This article is part of a series of articles about Community-Led Philanthropy, co-hosted by GlobalGiving. The conversation explores the ways philanthropy can support community-led change.
If philanthropy is genuine about supporting community-led change, funders need to crank up the trust lever and dial down an urge to control. There is a root and branch need for this. While some progress has been made, the way funders understand and reinforce ‘measurement’, reveals a lot about their commitment to shifting power.
At the most simple level, there’s a need to change the emphasis by overhauling the standard terminology of impact measurement: moving away from language like ’monitoring’, with its paternalistic meaning of ‘keeping an eye on’, to terms that emphasise collaboration and collective learning. At the other end of the spectrum, there’s a need to more rigorously measure philanthropy’s commitment to dismantling the status quo; testing new approaches; and supporting long term and complex change, where there are no ready-made fixes and few quick-wins.
Philanthropy is uniquely placed to be at the vanguard, supporting a better way. By embracing new ways of working, tools and thinking; by increasing flows of flexible and multi-year funding; and by supporting the priorities identified by those most impacted by inequality, inequity and injustice, philanthropy can help ensure efforts to shift the power become more than window dressing.
Shifting power is not merely a process of global to local, and communities are not a homogenised group. Community-led change can only thrive if power is shifted and shared with those most excluded and marginalised. This requires philanthropy to move from the ‘safety’ of working with more established organisations (usually urban-based with more resources to navigate and access relationships and funding) to groups sitting at the intersection of overlapping systems of discrimination. While this may not be the ‘easy route’, it can be a game-changer. By focusing on people historically marginalised from decision making and those with reduced access to resources, philanthropy has the opportunity to challenge structural inequalities.
By embracing new ways of working, tools and thinking; by increasing flows of flexible and multi-year funding; and by supporting the priorities identified by those most impacted by inequality, inequity and injustice, philanthropy can help ensure efforts to shift the power become more than window dressing.
If philanthropy is serious about supporting community-led, transformative and systemic change, there’s an urgent need to move from what my colleague calls, ‘bean counting’, to approaches that enable us to look at the ‘whole’. This means methodologies that focus solely on individuals and organisations are no longer adequate. They are the wrong tools for the job. In Global Fund for Women’s movement led work, movement actors lead the process. We have no pre-determined outcomes and targets. These are collectively developed by movement actors to measure the systems and structural change they seek. They determine what success looks like in their context, and what to measure along the way. This is a more iterative approach, emphasising ongoing learning and adjustment. It requires humility and the need to recognise and acknowledge the limits of our understanding and experience. It needs honesty and funder agility, as embracing learning and adaptation, demands recognising and responding to failure and what’s not working – and this needs courage. A system that prioritises results and upfront KPIs, outputs and outcomes at the application stage does not foster this approach. Yet philanthropy has the flexibility to lead and nurture an alternative way that is better suited to the complexity of supporting community-led change.
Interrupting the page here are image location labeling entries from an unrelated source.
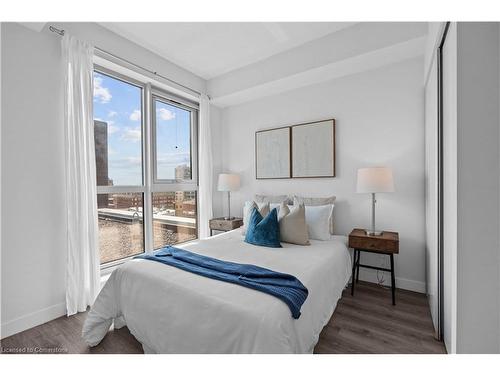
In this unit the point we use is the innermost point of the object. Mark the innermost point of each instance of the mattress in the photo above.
(170, 310)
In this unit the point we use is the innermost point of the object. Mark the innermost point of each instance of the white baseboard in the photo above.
(32, 320)
(369, 275)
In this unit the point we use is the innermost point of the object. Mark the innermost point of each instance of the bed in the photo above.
(169, 310)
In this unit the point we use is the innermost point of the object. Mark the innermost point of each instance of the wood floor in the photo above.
(365, 323)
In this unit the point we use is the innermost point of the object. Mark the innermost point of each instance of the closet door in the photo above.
(431, 192)
(449, 195)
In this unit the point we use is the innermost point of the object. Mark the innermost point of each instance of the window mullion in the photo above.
(147, 152)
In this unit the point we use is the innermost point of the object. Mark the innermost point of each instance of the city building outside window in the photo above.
(140, 208)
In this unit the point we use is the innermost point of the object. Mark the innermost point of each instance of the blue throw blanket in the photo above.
(285, 287)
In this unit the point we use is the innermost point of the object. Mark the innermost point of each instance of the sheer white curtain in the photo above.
(82, 268)
(205, 168)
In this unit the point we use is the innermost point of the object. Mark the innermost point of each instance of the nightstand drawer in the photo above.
(388, 242)
(225, 225)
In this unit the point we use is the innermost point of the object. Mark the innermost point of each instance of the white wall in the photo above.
(478, 246)
(33, 225)
(379, 121)
(450, 189)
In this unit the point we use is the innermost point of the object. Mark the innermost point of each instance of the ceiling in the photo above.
(210, 49)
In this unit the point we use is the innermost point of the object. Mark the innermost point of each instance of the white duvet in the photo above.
(173, 311)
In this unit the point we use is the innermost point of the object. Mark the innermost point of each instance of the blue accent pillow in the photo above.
(263, 231)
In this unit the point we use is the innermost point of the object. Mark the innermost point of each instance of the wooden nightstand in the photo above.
(387, 244)
(223, 225)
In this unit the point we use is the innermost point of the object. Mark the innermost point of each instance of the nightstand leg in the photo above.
(393, 282)
(353, 271)
(358, 261)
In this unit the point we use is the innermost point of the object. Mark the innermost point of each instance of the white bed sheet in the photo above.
(173, 311)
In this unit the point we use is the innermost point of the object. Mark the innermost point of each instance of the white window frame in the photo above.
(150, 184)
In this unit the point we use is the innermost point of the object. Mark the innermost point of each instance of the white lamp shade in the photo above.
(228, 182)
(375, 180)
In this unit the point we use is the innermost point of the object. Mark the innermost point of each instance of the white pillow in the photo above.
(316, 202)
(293, 227)
(247, 210)
(318, 221)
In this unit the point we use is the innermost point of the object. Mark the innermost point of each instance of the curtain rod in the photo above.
(61, 32)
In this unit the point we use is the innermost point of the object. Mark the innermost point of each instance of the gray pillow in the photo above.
(307, 201)
(293, 226)
(260, 198)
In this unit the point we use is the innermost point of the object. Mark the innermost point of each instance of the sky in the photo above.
(119, 104)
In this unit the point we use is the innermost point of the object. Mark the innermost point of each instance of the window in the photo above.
(146, 191)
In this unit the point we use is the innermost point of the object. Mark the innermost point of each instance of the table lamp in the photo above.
(228, 182)
(374, 180)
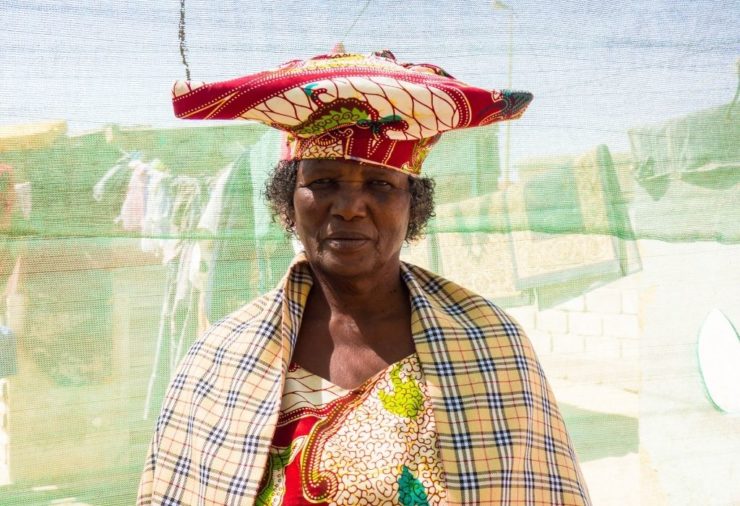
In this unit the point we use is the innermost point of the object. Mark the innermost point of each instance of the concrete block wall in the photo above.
(594, 337)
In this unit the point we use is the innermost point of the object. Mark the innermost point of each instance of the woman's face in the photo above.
(351, 218)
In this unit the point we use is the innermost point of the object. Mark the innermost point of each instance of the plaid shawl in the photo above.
(502, 439)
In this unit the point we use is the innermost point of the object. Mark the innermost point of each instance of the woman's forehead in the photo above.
(346, 167)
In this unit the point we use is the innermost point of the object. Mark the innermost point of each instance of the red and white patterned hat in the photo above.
(367, 108)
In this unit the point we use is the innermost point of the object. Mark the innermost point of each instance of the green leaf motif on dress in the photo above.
(406, 399)
(410, 490)
(277, 460)
(334, 119)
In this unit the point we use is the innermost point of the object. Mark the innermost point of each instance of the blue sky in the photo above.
(596, 68)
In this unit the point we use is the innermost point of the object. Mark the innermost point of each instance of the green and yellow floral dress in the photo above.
(375, 444)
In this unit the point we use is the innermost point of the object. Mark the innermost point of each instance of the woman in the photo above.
(360, 379)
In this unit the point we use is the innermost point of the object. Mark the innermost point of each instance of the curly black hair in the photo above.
(281, 184)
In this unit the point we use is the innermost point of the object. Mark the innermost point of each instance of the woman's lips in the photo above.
(346, 242)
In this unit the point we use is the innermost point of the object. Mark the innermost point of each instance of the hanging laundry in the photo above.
(155, 223)
(134, 205)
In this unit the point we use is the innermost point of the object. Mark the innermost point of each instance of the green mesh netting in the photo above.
(606, 220)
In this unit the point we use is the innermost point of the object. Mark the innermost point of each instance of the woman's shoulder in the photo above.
(453, 299)
(246, 327)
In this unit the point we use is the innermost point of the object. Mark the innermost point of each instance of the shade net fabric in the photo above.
(606, 220)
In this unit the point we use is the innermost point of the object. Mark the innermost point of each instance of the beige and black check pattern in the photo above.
(502, 439)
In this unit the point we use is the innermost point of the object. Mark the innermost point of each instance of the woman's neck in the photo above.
(382, 295)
Understanding power dynamics and power inequalities, alongside building trusting relationships, takes time and transparency. This is especially true when working with people directly impacted by discrimination, violence and trauma. Experience influences interactions and affects collective working. Space and time are needed to develop relationships and ‘healing’ can rarely be quantified. Philanthropy’s impact on community-led change can be measured by its willingness to prioritise this work, and by its emphasis on learning how this work can best be supported in different contexts. Those involved in community-led change know that attempts to project manage, downplay, or rush this work can be disruptive and damaging.
Philanthropy needs to rewire its thinking. Many donors have an unhealthy obsession with evidence and measurement. This often sits at odds with the change they say they want to support. While measurement is essential, there’s a need to measure what’s meaningful – and that question can only be answered by those demanding, driving and sustaining change.